His assist numbers remain abysmal, at only 1.8 per game, which should be much higher for a post-up center whose team is trying to run their offense through and who is being doubled with regularity. This shows a still elementary understanding of the offensive complexities of post work, that Howard is still not realizing the full impact his physical presence and offensive skills can have on the game simply by creating matchup problems and getting his teammates involved. By comparison, Duncan averaged 3.5 assists per in the post season, Olajuwon 3.2 and O’Neal 2.8.
Howard also struggles immensely with his free throws, shooting only 64 percent in these playoffs, including 1-4 down the stretch in Thursday’s loss. It was Howard’s clutch-time misses that kept the door open for Derek Fisher’s late-game 3-ball heroics that put Orlando in its 3–1 series hole.
Kobe Bryant and Shaquille O’Neal
At the moment, on the offensive side of the ball, Howard lacks Olajuwon’s grace, footwork and refinement, Duncan’s strong basic fundamentals and understanding of the game and O’Neal’s realization of the full prowess his size and strength gives him.

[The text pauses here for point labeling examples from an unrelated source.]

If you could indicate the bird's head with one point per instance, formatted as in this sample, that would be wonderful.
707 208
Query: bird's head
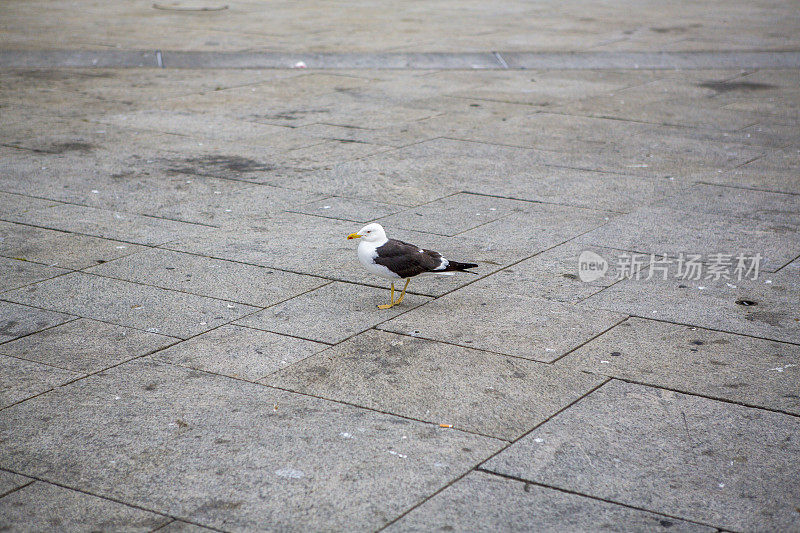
370 233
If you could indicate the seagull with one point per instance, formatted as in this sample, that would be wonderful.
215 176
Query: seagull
393 259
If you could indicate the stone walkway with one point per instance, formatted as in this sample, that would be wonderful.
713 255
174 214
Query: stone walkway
188 342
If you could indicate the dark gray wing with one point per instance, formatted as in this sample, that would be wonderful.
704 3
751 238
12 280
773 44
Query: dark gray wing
407 260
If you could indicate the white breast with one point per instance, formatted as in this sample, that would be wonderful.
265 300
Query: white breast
367 252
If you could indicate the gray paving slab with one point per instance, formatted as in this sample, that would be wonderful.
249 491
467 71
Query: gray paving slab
58 248
143 307
718 463
206 276
712 304
521 326
240 352
17 273
77 58
555 274
777 209
24 379
9 482
108 224
454 214
20 320
179 526
670 232
45 507
476 391
740 369
215 451
340 310
85 345
348 209
486 502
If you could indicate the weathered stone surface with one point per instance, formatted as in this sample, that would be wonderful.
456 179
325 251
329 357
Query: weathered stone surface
23 379
85 345
128 304
205 276
486 502
660 450
472 390
712 304
57 248
20 320
695 360
216 451
665 231
45 507
523 326
9 482
340 310
240 352
17 273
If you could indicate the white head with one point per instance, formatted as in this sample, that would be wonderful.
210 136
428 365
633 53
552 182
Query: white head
370 233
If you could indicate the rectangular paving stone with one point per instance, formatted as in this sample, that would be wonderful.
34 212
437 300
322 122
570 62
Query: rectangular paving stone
718 463
240 352
751 371
773 208
665 231
475 391
45 507
348 209
205 276
215 451
85 345
20 320
129 304
339 311
486 502
454 214
522 326
555 274
712 304
109 224
9 482
23 379
58 248
17 273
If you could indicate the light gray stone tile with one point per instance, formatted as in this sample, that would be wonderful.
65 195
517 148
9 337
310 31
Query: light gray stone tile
85 345
669 232
339 311
9 482
215 451
712 304
718 463
20 320
45 507
240 352
532 328
695 360
129 304
555 274
58 248
472 390
454 214
22 379
779 210
349 209
206 276
485 502
17 273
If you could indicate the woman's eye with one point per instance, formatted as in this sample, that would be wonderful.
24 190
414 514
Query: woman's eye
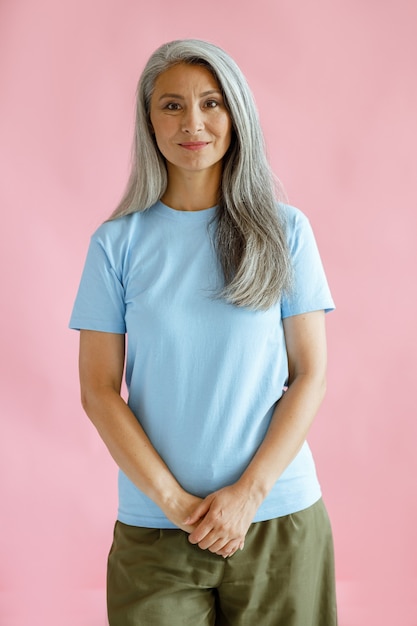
173 106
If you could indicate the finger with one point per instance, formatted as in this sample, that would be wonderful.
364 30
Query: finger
198 513
229 549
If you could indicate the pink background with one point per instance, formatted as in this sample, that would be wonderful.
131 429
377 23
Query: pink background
336 86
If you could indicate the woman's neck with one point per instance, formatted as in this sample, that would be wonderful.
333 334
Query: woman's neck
192 191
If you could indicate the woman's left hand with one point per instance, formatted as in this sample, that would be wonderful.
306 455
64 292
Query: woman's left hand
223 519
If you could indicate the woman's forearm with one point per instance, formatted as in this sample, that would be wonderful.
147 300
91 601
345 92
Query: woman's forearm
287 432
131 449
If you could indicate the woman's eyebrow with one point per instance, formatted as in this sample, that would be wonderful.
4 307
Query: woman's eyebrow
180 97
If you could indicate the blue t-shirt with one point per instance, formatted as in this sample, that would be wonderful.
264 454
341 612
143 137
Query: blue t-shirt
203 375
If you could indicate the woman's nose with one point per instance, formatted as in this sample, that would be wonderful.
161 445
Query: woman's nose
192 121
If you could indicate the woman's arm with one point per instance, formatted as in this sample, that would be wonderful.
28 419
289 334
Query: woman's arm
101 367
229 512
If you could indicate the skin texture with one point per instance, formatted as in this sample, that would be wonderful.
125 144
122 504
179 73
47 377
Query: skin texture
220 521
193 131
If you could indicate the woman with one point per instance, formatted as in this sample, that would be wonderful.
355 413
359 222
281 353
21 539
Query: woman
222 295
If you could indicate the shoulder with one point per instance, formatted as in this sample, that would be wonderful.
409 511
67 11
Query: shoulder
115 229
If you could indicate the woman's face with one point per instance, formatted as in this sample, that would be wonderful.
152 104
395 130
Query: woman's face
191 124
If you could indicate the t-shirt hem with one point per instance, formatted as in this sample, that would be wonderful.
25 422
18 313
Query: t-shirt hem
264 514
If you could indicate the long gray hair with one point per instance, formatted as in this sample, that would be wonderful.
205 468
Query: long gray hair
250 240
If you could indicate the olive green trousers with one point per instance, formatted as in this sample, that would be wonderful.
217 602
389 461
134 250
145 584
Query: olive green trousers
284 576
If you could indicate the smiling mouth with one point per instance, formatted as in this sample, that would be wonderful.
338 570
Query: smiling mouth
194 145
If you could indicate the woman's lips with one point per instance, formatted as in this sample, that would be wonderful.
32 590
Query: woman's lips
194 145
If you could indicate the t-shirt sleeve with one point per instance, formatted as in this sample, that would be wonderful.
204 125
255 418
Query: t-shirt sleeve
100 302
310 291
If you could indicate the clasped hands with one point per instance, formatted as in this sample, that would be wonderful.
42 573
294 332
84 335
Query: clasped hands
220 521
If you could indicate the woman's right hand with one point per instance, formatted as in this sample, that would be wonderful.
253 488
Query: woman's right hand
179 507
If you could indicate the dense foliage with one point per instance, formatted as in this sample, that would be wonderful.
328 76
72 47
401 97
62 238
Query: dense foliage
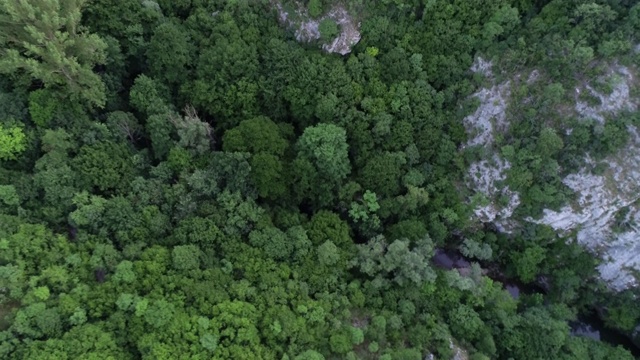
184 180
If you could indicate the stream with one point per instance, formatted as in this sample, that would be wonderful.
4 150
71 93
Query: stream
590 326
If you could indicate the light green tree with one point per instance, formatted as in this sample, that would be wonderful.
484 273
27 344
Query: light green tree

Even Howard’s supposed strong point, the defensive side of the ball, has a hard time measuring up to the others. Howard’s career post season block averages of 2.6 per game lead only Shaq’s 2.2, still trailing Duncan’s 2.7 and well behind Olajuwon’s playoff average of 3.3. Those numbers become even lower if you take away Thursday night’s 9-block extravaganza, which based on Howard’s previous 35 post season games, was more a one-game anomaly than a trend. This suggests that the reigning NBA Defensive Player of the Year still has a long way to go on the defensive side before he can take his place among the NBA’s modern elite centers.
The only portion of Howard’s Finals and overall postseason performance that can be considered truly dominant has been his rebounding, as he’s averaging a huge 15.6 boards per game this post season, including 16.5 against L.A. And you can’t take that away from Howard, but he’s doing it on a team that basically asks him to grab every rebound while both forwards hover around the perimeter.
Ultimately, it will be Howard’s performance the rest of the way out that will truly write the end to Orlando’s season. Will he be able to lift the team onto his broad shoulders and take them to the promised land, as the other great modern centers have done? Or will his youth, inexperience and still rudimentary understanding of the offensive part of the game be too much for the Magic to overcome without a truly dominant scorer to pick up the slack?
And though he’s still young, and there’s many pages left to be written in the story of Dwight Howard’s NBA career — both O’Neal and Olajuwon lost their first Finals appearances only to bounce back better than ever later in their career — the initial chapters of his legacy will be cemented in these last several games of the 2009 NBA season. If he truly wants to be considered a dominant NBA big man, he’ll take this opportunity to prove it to us.